Simon sees US export controls as curbing China’s AI progress, with a large number of Chinese universities and companies added to the US Entity List in recent years.

“The ability to rapidly and comprehensively process data – this is where the Chinese are now facing some constraints,” Simon said.

“China may build a one-of-a-kind, high-end supercomputer or quantum computer but they don’t have the ability to produce these in any kind of large quantity. So, AI can go forward to a certain degree in China, but when it gets to those very sophisticated levels, it’s going to hit a brick wall,” said Simon.

While China is stepping up its self-sufficiency drive in these critical areas, Simon noted that it “won't have the ability to manufacture the kinds of chips that are going to be needed to support some of this processing to support AI”.

Dohmen said: “The effect of the export controls on the hardware, which is necessary for the development of generative AI, could have short to medium term consequences in China and in their AI development.”

The future of research collaboration

However, Dohmen and others cautioned against seeing research and AI and AI development as a ‘black and white’ China-versus-the-US race.

“There is still a lot of US-China cooperation in joint publications and at conferences and in research labs,” Dohmen said.

“This may not be as robust as in the past,” she acknowledged, and US and other researchers cooperating with Chinese researchers will “need to take a more risk-based approach” to decide on whether or how to continue research collaboration with Chinese researchers.

She warned: “If you restrict the level of cooperation too much, it can potentially lead Chinese researchers to increasingly do joint research with third countries.”

This is already happening. Simon pointed to the acceleration of new joint research projects between China and universities in the United Arab Emirates and Saudi Arabia.

Wagner believes that research collaboration, including that between the US and China, will continue to underpin AI advances.

“What does it mean for a country to be ahead in a globalised knowledge system?” she asked rhetorically. “The political language [of competition] and concerns of who is ahead completely ignores the fact that the most advanced work is being done cooperatively between the two countries.

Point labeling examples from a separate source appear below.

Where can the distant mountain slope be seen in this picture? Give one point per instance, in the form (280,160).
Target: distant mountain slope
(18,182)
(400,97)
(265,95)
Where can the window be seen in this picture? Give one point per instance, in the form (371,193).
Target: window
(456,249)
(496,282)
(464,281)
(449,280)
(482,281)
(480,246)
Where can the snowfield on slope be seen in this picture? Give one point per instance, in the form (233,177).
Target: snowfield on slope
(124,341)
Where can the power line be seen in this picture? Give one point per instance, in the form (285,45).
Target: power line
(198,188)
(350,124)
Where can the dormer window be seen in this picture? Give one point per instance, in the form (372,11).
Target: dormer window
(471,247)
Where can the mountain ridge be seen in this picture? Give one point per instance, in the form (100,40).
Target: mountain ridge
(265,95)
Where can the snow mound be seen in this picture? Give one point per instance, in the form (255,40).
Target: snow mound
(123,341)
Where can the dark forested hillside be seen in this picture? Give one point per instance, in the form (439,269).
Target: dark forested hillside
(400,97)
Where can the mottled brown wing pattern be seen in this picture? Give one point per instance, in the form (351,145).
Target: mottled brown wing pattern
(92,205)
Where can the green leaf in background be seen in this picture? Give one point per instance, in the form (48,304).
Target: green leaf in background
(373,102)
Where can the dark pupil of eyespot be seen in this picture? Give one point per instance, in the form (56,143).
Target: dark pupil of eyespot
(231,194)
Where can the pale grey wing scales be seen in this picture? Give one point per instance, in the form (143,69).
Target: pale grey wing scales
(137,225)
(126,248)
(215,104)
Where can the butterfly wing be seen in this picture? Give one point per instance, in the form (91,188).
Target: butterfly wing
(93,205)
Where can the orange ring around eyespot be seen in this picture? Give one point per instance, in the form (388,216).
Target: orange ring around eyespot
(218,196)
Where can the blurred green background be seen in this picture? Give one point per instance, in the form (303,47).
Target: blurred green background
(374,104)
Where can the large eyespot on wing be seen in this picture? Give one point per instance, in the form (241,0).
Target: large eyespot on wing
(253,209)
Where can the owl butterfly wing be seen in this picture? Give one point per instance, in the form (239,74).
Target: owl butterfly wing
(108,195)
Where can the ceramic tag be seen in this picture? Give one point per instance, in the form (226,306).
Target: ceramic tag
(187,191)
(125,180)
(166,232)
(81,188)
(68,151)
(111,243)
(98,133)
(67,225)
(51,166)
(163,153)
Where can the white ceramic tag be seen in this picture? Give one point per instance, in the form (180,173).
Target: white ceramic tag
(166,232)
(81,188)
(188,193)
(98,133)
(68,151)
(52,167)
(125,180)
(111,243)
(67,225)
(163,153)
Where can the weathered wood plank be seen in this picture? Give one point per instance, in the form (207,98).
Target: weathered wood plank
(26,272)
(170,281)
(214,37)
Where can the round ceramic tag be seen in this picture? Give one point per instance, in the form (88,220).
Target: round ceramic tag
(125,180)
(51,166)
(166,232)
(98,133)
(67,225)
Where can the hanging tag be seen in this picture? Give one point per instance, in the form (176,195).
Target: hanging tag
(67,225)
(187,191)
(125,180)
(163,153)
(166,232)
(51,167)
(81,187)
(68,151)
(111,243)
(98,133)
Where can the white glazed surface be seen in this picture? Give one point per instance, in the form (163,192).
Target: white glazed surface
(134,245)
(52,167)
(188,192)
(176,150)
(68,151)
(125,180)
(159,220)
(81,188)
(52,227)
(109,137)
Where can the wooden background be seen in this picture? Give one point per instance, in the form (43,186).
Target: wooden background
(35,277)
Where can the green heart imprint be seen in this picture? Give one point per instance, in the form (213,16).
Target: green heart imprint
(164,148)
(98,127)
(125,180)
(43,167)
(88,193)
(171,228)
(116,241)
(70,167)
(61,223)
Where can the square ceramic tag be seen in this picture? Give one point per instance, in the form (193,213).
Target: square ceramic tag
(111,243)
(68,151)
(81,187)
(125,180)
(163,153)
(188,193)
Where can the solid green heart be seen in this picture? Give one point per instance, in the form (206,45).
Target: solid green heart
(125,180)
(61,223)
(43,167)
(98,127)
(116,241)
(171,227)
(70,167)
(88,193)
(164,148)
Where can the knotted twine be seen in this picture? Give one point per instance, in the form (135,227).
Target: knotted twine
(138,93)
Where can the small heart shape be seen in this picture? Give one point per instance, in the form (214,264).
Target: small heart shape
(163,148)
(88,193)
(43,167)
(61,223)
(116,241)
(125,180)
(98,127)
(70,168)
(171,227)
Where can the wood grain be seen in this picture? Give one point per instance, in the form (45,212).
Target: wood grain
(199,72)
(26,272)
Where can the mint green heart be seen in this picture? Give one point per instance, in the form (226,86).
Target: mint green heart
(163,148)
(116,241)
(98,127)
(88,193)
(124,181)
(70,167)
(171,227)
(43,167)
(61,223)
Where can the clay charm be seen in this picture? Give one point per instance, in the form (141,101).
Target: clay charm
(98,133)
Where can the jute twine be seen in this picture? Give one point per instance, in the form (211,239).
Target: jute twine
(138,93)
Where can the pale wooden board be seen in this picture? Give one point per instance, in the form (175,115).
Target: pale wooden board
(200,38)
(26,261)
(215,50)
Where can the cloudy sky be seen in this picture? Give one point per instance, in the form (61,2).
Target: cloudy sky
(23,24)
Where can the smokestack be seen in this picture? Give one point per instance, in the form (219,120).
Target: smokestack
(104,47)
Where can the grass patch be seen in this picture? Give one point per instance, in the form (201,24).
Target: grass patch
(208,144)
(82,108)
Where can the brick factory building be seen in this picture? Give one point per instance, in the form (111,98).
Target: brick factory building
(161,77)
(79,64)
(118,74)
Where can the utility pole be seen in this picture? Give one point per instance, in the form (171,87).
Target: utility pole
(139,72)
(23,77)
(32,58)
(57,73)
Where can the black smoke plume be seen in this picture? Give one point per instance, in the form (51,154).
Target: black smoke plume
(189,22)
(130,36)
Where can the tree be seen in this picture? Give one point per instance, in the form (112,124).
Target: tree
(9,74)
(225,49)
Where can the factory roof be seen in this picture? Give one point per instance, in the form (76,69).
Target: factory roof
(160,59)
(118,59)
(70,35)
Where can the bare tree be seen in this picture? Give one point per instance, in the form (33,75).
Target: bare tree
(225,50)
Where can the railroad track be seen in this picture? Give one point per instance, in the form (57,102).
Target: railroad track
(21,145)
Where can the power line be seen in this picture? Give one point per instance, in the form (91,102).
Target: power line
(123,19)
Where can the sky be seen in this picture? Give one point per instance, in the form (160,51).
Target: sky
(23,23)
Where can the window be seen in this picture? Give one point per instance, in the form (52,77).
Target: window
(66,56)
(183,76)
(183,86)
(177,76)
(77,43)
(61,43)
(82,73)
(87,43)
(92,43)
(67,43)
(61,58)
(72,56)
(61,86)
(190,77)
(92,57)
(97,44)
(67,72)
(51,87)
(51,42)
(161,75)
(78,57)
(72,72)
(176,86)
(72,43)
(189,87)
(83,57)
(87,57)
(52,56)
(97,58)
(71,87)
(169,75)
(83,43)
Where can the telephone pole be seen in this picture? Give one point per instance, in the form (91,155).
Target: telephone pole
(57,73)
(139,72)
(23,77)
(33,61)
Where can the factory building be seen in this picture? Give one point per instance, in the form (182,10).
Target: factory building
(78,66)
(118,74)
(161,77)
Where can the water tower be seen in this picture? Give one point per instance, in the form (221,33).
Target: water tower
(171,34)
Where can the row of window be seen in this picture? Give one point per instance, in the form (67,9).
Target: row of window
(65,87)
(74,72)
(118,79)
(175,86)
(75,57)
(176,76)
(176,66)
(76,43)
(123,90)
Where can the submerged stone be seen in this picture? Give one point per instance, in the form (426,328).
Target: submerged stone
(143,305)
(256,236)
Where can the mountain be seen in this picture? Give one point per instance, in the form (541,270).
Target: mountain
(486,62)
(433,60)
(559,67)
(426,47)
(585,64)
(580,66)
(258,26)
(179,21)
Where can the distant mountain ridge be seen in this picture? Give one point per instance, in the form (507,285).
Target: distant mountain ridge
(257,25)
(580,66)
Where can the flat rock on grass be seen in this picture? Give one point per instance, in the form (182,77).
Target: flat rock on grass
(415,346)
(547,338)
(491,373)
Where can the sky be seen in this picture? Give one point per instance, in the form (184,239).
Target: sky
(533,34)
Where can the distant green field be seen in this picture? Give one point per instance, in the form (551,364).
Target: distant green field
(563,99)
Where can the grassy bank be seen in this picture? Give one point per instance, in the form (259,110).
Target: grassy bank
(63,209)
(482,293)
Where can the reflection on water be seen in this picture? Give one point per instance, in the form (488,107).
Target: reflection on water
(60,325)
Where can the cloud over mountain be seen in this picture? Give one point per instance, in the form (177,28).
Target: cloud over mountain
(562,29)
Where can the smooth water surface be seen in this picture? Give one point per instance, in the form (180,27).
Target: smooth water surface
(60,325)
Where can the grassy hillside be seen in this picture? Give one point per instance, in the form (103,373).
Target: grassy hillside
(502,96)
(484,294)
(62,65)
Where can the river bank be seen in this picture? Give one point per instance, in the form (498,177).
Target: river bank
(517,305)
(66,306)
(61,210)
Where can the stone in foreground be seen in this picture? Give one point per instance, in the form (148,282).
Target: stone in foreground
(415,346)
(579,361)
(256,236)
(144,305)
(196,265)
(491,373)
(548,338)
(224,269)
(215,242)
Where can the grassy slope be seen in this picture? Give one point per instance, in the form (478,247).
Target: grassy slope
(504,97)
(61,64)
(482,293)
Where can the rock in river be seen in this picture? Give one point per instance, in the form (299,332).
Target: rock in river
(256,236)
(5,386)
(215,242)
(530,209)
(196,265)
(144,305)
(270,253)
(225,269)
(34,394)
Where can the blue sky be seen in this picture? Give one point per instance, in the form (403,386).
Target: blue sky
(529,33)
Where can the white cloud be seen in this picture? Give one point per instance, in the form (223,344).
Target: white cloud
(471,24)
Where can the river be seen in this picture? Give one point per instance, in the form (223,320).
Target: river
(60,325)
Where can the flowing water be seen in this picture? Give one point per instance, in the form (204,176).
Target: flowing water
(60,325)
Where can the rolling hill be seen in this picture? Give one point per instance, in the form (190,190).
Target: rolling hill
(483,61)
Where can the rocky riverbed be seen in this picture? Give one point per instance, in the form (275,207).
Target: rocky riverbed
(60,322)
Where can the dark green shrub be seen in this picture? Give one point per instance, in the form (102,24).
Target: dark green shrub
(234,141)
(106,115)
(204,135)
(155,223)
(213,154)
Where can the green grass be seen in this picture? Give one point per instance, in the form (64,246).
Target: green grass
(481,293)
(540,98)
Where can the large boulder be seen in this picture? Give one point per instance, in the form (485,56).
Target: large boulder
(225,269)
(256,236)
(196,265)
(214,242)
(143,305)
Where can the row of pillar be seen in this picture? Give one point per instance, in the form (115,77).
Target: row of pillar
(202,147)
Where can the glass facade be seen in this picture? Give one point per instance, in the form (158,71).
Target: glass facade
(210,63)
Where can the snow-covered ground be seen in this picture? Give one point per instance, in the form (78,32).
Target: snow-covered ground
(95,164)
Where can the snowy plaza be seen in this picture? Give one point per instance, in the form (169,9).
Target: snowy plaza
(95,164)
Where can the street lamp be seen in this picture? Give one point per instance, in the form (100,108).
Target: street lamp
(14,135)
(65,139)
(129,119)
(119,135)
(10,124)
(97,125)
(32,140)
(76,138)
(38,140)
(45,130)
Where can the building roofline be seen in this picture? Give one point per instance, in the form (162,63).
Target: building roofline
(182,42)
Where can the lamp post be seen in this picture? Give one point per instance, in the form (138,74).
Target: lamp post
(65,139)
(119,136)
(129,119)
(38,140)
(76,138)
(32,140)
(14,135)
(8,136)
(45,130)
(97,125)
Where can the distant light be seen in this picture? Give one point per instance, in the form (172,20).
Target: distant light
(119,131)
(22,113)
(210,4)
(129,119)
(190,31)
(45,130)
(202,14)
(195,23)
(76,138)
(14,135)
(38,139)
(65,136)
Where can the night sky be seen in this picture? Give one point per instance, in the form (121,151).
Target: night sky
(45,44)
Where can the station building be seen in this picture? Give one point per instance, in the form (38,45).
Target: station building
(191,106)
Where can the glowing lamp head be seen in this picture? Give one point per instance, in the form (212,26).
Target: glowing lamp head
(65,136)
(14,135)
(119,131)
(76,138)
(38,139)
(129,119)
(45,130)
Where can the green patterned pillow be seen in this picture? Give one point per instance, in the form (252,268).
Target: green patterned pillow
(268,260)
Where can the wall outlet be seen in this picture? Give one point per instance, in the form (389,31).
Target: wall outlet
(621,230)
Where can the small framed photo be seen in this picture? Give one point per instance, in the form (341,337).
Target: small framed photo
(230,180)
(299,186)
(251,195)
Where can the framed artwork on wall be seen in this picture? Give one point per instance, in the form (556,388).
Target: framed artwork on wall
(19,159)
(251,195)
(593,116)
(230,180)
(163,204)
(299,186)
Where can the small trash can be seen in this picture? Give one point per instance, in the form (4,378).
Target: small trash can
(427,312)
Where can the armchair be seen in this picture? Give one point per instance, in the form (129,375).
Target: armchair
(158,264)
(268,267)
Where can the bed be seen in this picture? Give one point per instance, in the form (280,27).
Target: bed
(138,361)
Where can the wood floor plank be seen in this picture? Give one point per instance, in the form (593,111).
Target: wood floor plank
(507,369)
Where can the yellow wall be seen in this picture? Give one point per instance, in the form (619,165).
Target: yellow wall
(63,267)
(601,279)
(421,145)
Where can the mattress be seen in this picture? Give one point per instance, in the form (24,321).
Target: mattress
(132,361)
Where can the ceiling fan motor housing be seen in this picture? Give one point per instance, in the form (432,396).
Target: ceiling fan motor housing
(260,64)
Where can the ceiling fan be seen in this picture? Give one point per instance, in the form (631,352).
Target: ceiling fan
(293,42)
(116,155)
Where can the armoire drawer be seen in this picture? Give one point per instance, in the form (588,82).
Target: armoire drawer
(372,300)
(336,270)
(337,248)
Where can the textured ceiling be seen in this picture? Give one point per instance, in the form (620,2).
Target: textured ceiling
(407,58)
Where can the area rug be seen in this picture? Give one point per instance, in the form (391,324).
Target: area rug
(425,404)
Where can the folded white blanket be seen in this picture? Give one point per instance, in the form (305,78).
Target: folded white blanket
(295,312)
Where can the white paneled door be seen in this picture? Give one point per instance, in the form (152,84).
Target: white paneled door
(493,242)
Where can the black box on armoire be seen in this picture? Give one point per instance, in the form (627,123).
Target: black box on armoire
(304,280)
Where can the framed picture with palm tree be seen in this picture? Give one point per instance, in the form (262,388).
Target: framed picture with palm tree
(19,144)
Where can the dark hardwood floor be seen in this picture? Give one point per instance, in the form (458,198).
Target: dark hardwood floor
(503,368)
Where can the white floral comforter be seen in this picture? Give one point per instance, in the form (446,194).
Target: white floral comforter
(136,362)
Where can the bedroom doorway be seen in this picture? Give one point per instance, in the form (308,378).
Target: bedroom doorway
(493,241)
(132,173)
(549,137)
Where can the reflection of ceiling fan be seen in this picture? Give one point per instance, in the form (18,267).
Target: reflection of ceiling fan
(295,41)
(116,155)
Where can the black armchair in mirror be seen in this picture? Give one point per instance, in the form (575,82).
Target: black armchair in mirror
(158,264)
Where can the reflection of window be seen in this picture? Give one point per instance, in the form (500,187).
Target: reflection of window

“I don’t see that retreating – at least not in the number of joint articles being published. These are pretty much staying the same or rising.”

Wagner acknowledged that given the climate in the US, there may be more caution around collaborations with China. But that did not mean they would stop altogether. “There are a lot of people who will keep going, just as they have always done.”

However, Simon and others doubt that research collaboration between China and the US can return to pre-COVID levels – particularly in AI, which is bound up with national security concerns. The geopolitical climate has altered too much for that.